The ease with which the kids, particularly the brother, manage their self-efficiency would indicate that they’ve gotten by for some time. Yet there remains a vulnerability and ignorance in their approach to independence, and it forces the viewer to question their circumstances. The precariousness of their survival seems predicated by their young age, which is not likely to change anytime soon. For example, early on, the boy finds groceries fit for sandwiches while dumpster diving. These supplies will only last for so long, yet the children do not seem worried about how they will feed themselves in the future. Later they begin to shoplift from a convenience store, taking things like bread, peanut butter, marshmallows. The girl makes a towering sandwich stack of these three ingredients and then tries to bite into it, her face a greasy mess. It’s kind of adorable but sad, because this is a child’s idea of survival. In a similar scene in which the kids discover the bones of a dog in the yard, the girl decides to name it Donut, puts it in a wooden toy carriage name, and lugs it around with her, acting as if it were a real dog.
Are these survivors of child abuse? Perhaps they’re orphans. Did they run away from a foster home, or did they unwillingly witness or partake in a crime? St. Nick is uninterested in answering these questions. The film focuses its energies instead on the minutiae of their actions as they try to find a suitable new shelter, the camera framing their small, slight frames in an ominous world that must contain them, one set in an unidentified Southwestern suburb. The visual compositions show a mostly desolate place in which the children are constantly moving and crafting and searching, their faces lost in constant thought or concentration as they work on a task. The elliptical storytelling, with the camera angled on small, seemingly meaningless details—like the small delicate bones of Donut, or a hole in the girl’s sweater—are reminiscent of Terrence Malick, yet these shots are distinct enough to demonstrate that Lowery is creating his own cinematic grammar. The cinematography gives the film a sensibility that avoids the typical portraiture of unique child characters, and this prevents the characters’ precociousness from seeming too idealized or wondrous. The boy and girl are fascinating, but sad in their own mysterious ways.

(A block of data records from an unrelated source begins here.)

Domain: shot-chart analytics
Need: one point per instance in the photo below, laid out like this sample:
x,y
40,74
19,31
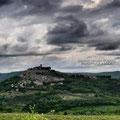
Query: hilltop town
x,y
38,76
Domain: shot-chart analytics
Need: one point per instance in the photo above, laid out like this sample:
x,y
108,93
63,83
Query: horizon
x,y
68,35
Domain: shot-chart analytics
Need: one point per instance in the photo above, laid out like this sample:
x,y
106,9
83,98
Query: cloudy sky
x,y
68,35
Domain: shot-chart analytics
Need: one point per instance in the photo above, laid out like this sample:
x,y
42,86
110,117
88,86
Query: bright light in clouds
x,y
72,2
92,4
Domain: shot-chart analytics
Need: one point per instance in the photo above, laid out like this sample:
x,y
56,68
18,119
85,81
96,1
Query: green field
x,y
54,117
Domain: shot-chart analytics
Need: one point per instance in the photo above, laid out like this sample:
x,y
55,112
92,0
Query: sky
x,y
68,35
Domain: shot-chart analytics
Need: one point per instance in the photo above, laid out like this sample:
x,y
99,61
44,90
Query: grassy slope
x,y
75,93
54,117
4,76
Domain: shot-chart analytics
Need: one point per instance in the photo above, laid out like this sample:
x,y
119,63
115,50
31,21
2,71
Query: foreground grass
x,y
54,117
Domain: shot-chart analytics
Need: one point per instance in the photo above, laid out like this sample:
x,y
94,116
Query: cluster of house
x,y
37,76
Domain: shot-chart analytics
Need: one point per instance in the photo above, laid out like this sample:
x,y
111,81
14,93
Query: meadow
x,y
54,117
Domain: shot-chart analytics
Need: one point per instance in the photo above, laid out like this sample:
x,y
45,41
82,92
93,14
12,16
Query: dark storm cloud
x,y
68,30
4,2
44,7
71,9
111,54
106,9
104,44
23,55
114,4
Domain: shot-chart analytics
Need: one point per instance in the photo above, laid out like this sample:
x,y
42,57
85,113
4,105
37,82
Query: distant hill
x,y
66,93
4,76
115,74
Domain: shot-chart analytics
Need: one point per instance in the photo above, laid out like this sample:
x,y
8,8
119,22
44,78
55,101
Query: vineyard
x,y
54,117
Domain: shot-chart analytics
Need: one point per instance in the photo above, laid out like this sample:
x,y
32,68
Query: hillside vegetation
x,y
77,95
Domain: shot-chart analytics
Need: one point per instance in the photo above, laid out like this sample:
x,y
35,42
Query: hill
x,y
4,76
64,93
115,74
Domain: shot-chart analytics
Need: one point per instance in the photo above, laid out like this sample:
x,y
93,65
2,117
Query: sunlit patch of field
x,y
54,117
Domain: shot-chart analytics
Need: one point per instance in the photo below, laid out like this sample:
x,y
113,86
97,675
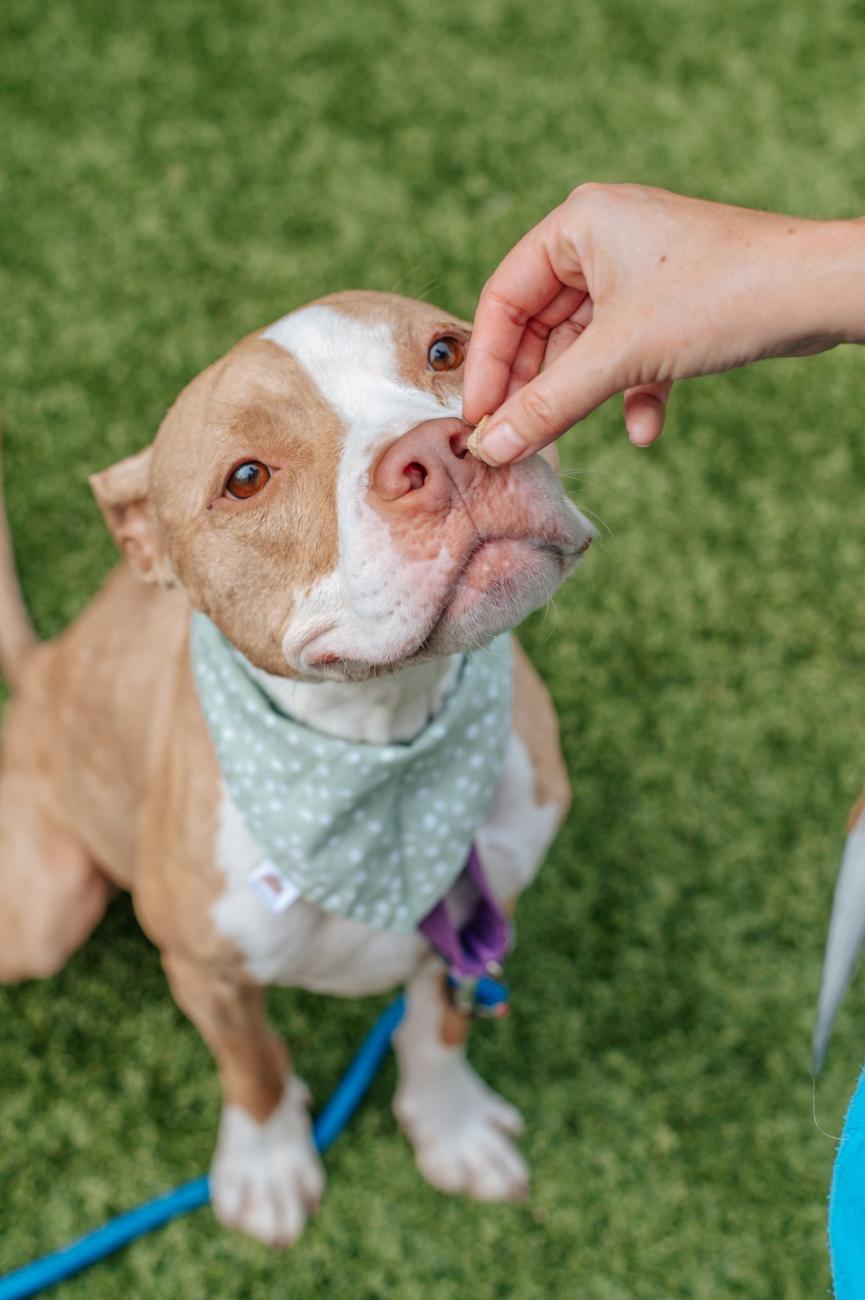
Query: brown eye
x,y
247,480
446,354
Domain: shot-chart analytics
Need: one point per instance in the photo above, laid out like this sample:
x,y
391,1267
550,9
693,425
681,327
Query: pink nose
x,y
431,460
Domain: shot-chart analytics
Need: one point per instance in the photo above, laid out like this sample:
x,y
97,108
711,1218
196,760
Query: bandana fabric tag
x,y
271,885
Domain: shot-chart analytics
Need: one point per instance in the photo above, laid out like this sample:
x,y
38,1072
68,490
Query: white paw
x,y
461,1131
267,1178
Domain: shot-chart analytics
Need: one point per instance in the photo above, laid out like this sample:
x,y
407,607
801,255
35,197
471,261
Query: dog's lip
x,y
561,547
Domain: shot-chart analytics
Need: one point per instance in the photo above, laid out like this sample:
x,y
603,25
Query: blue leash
x,y
190,1196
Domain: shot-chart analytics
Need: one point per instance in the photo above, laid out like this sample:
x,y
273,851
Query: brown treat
x,y
475,445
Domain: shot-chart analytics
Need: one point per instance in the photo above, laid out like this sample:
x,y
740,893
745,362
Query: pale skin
x,y
626,289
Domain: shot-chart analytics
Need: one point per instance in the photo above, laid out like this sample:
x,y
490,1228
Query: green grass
x,y
177,173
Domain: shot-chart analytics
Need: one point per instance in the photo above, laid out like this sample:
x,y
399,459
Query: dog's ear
x,y
122,494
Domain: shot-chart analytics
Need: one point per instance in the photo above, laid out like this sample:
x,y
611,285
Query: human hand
x,y
625,289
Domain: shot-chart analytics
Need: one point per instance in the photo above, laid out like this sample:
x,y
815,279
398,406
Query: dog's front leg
x,y
266,1177
461,1129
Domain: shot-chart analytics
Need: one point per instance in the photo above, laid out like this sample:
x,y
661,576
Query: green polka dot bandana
x,y
376,832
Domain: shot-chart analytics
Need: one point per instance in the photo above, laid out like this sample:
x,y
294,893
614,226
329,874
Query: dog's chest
x,y
310,948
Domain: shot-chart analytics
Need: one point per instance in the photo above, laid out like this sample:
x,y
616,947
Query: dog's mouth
x,y
498,583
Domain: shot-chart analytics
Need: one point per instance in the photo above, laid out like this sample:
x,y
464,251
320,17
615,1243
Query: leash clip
x,y
480,996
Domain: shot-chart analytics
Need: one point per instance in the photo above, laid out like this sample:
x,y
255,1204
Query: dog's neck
x,y
381,710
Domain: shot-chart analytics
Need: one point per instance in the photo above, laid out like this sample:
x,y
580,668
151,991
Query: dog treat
x,y
474,442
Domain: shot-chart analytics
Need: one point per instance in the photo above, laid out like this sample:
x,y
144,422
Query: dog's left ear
x,y
122,494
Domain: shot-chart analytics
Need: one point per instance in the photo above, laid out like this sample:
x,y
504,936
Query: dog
x,y
308,508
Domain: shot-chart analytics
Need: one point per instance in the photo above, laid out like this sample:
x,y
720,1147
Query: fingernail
x,y
502,445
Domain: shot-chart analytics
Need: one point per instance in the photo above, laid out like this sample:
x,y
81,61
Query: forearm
x,y
843,307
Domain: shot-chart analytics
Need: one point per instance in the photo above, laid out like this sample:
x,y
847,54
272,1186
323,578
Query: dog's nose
x,y
431,460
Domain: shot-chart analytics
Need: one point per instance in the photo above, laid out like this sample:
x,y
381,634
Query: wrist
x,y
839,308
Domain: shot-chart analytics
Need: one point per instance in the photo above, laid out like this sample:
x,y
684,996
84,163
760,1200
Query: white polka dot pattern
x,y
376,832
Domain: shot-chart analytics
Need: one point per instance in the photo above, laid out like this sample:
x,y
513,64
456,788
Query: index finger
x,y
522,286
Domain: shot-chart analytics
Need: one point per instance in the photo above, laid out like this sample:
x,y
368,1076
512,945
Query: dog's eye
x,y
446,354
247,480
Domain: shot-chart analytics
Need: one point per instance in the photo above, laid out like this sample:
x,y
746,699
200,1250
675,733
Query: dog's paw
x,y
267,1178
462,1132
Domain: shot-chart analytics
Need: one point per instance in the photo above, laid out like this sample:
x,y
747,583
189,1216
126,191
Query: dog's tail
x,y
17,637
846,932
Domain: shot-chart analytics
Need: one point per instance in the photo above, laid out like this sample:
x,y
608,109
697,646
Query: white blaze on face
x,y
376,605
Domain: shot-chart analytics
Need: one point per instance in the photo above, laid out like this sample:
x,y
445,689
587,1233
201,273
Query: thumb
x,y
571,388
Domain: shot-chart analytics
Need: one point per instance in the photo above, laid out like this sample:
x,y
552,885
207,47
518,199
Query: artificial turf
x,y
174,174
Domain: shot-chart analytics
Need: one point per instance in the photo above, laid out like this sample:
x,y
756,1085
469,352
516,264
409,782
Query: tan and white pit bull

Their adventure ends up being a fleeting runaway scheme, something that is revealed at the end of the film, yet it takes up much of the narrative length and initially gives the illusion that they’ve been on the run for some time. That the children don’t seem too disturbed by their circumstances and are mostly complacent normalizes the scenario, and the film seems equally content in showing us the kinds of child activities that keep the two busy.

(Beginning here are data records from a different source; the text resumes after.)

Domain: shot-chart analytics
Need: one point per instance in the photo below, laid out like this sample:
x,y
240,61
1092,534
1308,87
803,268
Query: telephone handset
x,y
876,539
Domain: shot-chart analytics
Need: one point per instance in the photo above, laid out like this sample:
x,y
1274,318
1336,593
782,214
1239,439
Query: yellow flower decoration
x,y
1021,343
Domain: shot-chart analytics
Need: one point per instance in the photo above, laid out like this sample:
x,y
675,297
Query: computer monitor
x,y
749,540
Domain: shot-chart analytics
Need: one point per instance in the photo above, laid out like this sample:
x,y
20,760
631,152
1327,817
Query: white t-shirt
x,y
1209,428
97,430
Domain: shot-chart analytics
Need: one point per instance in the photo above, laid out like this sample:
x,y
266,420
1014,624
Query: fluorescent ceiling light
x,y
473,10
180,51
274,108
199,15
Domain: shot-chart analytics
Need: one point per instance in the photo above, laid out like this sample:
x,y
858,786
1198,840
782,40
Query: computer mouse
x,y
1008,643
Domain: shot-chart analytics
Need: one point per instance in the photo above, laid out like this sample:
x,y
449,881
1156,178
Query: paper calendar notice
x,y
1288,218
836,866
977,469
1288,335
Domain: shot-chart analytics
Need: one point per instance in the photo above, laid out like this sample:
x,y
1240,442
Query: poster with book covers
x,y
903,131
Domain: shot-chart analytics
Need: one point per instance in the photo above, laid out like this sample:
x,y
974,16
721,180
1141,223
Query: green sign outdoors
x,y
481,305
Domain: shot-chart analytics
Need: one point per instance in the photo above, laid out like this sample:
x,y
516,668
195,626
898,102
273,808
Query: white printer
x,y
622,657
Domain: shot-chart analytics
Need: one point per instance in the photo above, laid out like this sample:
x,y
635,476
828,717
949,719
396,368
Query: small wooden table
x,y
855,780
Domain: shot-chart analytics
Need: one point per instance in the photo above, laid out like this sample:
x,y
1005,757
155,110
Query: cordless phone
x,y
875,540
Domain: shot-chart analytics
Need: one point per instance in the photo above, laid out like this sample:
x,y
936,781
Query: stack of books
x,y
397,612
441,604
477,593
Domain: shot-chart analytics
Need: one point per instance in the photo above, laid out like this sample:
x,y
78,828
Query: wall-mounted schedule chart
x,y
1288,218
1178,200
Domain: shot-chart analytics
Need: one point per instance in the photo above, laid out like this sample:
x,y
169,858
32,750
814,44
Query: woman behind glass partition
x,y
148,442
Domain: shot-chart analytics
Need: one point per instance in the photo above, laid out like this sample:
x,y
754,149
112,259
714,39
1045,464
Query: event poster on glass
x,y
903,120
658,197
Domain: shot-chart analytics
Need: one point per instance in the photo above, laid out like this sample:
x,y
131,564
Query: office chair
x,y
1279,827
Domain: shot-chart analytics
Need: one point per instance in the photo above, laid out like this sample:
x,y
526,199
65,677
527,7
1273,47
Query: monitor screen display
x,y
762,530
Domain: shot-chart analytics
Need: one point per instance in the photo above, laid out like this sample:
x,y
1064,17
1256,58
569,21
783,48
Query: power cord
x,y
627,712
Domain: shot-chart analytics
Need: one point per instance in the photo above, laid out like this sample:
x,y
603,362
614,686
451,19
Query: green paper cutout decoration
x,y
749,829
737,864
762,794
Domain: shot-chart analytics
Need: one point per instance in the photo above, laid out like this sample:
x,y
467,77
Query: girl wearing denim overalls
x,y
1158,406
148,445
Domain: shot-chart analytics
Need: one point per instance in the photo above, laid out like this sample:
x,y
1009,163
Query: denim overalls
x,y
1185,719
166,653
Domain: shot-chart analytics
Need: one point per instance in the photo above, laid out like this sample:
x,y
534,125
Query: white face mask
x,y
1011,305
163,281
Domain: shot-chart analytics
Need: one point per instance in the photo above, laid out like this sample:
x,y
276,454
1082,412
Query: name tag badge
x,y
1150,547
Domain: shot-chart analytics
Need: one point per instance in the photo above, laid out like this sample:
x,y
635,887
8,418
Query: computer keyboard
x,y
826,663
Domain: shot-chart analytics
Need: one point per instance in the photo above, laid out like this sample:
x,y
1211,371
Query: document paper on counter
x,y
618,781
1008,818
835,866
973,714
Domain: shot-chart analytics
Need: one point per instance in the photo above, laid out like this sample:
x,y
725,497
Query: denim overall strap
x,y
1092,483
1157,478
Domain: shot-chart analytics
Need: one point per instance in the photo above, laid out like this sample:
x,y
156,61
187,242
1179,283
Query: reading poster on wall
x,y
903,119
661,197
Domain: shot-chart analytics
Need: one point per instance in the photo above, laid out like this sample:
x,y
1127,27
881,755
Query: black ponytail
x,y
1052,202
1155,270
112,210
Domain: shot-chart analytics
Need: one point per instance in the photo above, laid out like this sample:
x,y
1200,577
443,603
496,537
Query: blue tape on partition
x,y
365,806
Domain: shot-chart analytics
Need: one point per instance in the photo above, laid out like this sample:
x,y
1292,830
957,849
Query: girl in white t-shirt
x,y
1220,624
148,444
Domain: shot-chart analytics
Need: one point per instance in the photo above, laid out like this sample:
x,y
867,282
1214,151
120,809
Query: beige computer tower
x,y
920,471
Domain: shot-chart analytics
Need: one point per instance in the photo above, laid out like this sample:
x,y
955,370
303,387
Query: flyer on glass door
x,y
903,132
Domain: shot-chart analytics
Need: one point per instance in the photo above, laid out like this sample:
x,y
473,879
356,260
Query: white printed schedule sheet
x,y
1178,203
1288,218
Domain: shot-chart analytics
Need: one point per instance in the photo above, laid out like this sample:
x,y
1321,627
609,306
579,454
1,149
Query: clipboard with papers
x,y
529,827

Without school or toys, the two spend their time trying to survive or just engaging in the kind of leisurely kid-play that boredom lends, like scratching and marking wooden panels in the house. The girl tries to ride the bike the two found on a yard curb, a rusty old thing with a high seat. The camera stays on her as she repeatedly tries to work the pedals and fly down the road. Eventually she succeeds and crashes a kid’s birthday party set in a playground. Blending in with the rest of the children, she is offered cake and gladly accepts, delicately yet quickly eating in that kind of stoic, quiet way kids sometimes employ when they know they might be doing something wrong. Her delight in finding new friends and iced sugar is irresistible, but she’s brought back to reality and realizes she must immediately leave when the adults begin to question her about her family.
Skirmishes with adults feel terrifying, and the silence and apathy of our helpless protagonists in their encounters with older, bigger, potentially threatening characters only fill us with more dread. That we, as viewers, are driven to feel danger in these scenes, instead of a sense of relief, in that adult characters could try to aid these two kids, is a very deliberate point the film makes so discreetly it’s almost easy to miss. St. Nick retains its mysterious nature right to the end of the film when the children are found out and forced to return to their family home. Here, we still see nothing of childhood horrors that might convince a boy to leave. There’s no abuse or neglect from the parents, yet something remains off, something is wrong. St. Nick works best when it communicates this information in small, silent moments, like when the boy rubs his wet eyes while trying to sleep. This is a childhood experience so lonely and so alarming that the film cannot articulate it into words, only quiet emotions. St. Nick shields us from the depths of such sadness by internalizing it in the minds of its characters, who may be young, but they’re also quite tenacious. That kind of strength is admirable and it fills one with hope.